I don’t have enough time to write the stories that are possessing me. I don’t have the time to write the philosophical ideas that cross my mind. I don’t have the time to call one of my friends and say, “Hey, wanna hang out?” I have no spare time.
But last night I stopped everything when Lost was about to start. I disgust myself.
I like Lost. And I like CSI and Monk and Without a Trace and House. I’m amused by Dead Like Me and Stargate and any number of other shows. That I like them doesn’t disturb me. That I watch them does. That I interrupt other parts of my life to watch TV disturbs me. What really irritates me is that I’ll even plan my life around these shows (to an extent—I’m not a total loss). Like when I know Lost is on at 8:00 Wednesday night and I’m happy my job interview is at six so I can get home in time. It’s pathetic.

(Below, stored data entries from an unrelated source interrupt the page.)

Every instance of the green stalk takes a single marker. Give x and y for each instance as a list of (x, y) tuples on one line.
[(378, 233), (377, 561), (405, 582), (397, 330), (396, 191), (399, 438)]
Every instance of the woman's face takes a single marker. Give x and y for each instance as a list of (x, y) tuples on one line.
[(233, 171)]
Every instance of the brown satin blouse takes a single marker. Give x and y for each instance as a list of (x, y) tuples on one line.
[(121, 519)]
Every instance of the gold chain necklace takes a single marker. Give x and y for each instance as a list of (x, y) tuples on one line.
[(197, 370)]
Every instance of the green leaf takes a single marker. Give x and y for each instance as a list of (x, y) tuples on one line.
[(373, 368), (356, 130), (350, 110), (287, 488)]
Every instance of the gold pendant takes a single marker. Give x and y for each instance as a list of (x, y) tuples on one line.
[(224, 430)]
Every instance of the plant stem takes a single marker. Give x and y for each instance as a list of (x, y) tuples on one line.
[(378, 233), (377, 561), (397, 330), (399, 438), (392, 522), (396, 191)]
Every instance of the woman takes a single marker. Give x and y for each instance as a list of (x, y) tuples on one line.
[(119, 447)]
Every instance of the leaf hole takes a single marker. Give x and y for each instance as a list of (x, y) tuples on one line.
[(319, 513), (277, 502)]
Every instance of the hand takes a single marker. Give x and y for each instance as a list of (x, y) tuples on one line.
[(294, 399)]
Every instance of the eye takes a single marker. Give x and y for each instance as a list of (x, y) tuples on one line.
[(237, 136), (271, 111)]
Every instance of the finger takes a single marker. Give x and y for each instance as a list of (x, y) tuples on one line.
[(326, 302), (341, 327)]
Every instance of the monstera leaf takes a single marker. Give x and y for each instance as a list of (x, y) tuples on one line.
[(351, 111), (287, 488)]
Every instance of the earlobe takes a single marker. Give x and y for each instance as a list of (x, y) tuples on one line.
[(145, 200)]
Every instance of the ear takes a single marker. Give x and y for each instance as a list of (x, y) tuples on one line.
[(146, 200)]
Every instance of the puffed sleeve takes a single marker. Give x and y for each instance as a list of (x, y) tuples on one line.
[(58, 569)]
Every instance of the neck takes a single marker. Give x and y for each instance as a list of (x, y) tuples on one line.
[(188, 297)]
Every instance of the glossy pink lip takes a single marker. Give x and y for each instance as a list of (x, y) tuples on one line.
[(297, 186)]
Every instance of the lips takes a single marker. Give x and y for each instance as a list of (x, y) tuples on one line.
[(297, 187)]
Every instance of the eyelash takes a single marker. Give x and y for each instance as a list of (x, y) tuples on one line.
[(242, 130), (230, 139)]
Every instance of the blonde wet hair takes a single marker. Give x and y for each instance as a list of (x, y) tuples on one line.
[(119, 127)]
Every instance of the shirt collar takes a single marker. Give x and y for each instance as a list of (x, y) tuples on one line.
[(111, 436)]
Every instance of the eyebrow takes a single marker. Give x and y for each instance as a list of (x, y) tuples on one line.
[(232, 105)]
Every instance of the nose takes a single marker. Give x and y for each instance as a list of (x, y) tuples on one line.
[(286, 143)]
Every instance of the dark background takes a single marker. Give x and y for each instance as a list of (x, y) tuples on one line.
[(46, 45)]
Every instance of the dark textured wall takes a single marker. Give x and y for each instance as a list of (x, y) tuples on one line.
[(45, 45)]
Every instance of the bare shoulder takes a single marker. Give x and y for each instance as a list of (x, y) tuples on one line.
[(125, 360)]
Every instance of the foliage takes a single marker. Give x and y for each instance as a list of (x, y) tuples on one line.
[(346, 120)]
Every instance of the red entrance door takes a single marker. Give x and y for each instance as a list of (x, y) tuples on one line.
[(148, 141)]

But my interview was for a part time position that will keep me out of the house some evenings, so I may get over this soon. The need to continue paying the bills does override my lethargy, so I’m hoping I’ll cure myself this way. Distraction is fine if you have nothing better to do, but I have a bunch of stuff on my plate, and watching Eureka on Tuesday nights isn’t helping.
What really has me distracted, though, is the money thing. My current inability to write stems directly from the fear that bills will overwhelm me before I find the saving strategy, the method by which I’ll keep us financially solvent for the foreseeable future. I can’t think, so I can’t write. I need to make money, so I’ll do that, and hope that eventually I can get back to what really matters.
I have to stop writing now, though. I need to help make dinner, and then CSI will be on soon.